본 발명의 이점 및 특징, 그리고 그것들을 달성하는 방법은 첨부되는 도면과 함께 상세하게 후술되어 있는 실시예들을 참조하면 명확해질 것이다. 그러나, 본 발명은 이하에서 개시되는 실시예들에 제한되는 것이 아니라 서로 다른 다양한 형태로 구현될 수 있으며, 단지 본 실시예들은 본 발명의 개시가 완전하도록 하고, 본 발명이 속하는 기술 분야의 통상의 기술자에게 본 발명의 범주를 완전하게 알려주기 위해 제공되는 것이며, 본 발명은 청구항의 범주에 의해 정의될 뿐이다.The advantages and features of the present invention and methods for achieving them will become clear by referring to the embodiments described in detail below along with the accompanying drawings. However, the present invention is not limited to the embodiments disclosed below and may be implemented in various different forms. The present embodiments are merely provided to ensure that the disclosure of the present invention is complete and to provide a general understanding of the technical field to which the present invention pertains. It is provided to fully inform the skilled person of the scope of the present invention, and the present invention is only defined by the scope of the claims.

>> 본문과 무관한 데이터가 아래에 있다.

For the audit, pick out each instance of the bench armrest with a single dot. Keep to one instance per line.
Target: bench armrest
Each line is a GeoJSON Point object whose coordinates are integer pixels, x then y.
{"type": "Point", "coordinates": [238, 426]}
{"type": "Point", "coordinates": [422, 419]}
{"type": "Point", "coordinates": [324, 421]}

본 명세서에서 사용된 용어는 실시예들을 설명하기 위한 것이며 본 발명을 제한하고자 하는 것은 아니다. 본 명세서에서, 단수형은 문구에서 특별히 언급하지 않는 한 복수형도 포함한다. 명세서에서 사용되는 "포함한다(comprises)" 및/또는 "포함하는(comprising)"은 언급된 구성요소 외에 하나 이상의 다른 구성요소의 존재 또는 추가를 배제하지 않는다. 명세서 전체에 걸쳐 동일한 도면 부호는 동일한 구성 요소를 지칭하며, "및/또는"은 언급된 구성요소들의 각각 및 하나 이상의 모든 조합을 포함한다. 비록 "제1", "제2" 등이 다양한 구성요소들을 서술하기 위해서 사용되나, 이들 구성요소들은 이들 용어에 의해 제한되지 않음은 물론이다. 이들 용어들은 단지 하나의 구성요소를 다른 구성요소와 구별하기 위하여 사용하는 것이다. 따라서, 이하에서 언급되는 제1 구성요소는 본 발명의 기술적 사상 내에서 제2 구성요소일 수도 있음은 물론이다.The terminology used herein is for describing embodiments and is not intended to limit the invention. As used herein, singular forms also include plural forms, unless specifically stated otherwise in the context. As used in the specification, “comprises” and/or “comprising” does not exclude the presence or addition of one or more other elements in addition to the mentioned elements. Like reference numerals refer to like elements throughout the specification, and “and/or” includes each and every combination of one or more of the referenced elements. Although “first”, “second”, etc. are used to describe various components, these components are of course not limited by these terms. These terms are merely used to distinguish one component from another. Therefore, it goes without saying that the first component mentioned below may also be a second component within the technical spirit of the present invention.

다른 정의가 없다면, 본 명세서에서 사용되는 모든 용어(기술 및 과학적 용어를 포함)는 본 발명이 속하는 기술분야의 통상의 기술자에게 공통적으로 이해될 수 있는 의미로 사용될 수 있을 것이다. 또한, 일반적으로 사용되는 사전에 정의되어 있는 용어들은 명백하게 특별히 정의되어 있지 않는 한 이상적으로 또는 과도하게 해석되지 않는다.Unless otherwise defined, all terms (including technical and scientific terms) used in this specification may be used with meanings commonly understood by those skilled in the art to which the present invention pertains. Additionally, terms defined in commonly used dictionaries are not interpreted ideally or excessively unless clearly specifically defined.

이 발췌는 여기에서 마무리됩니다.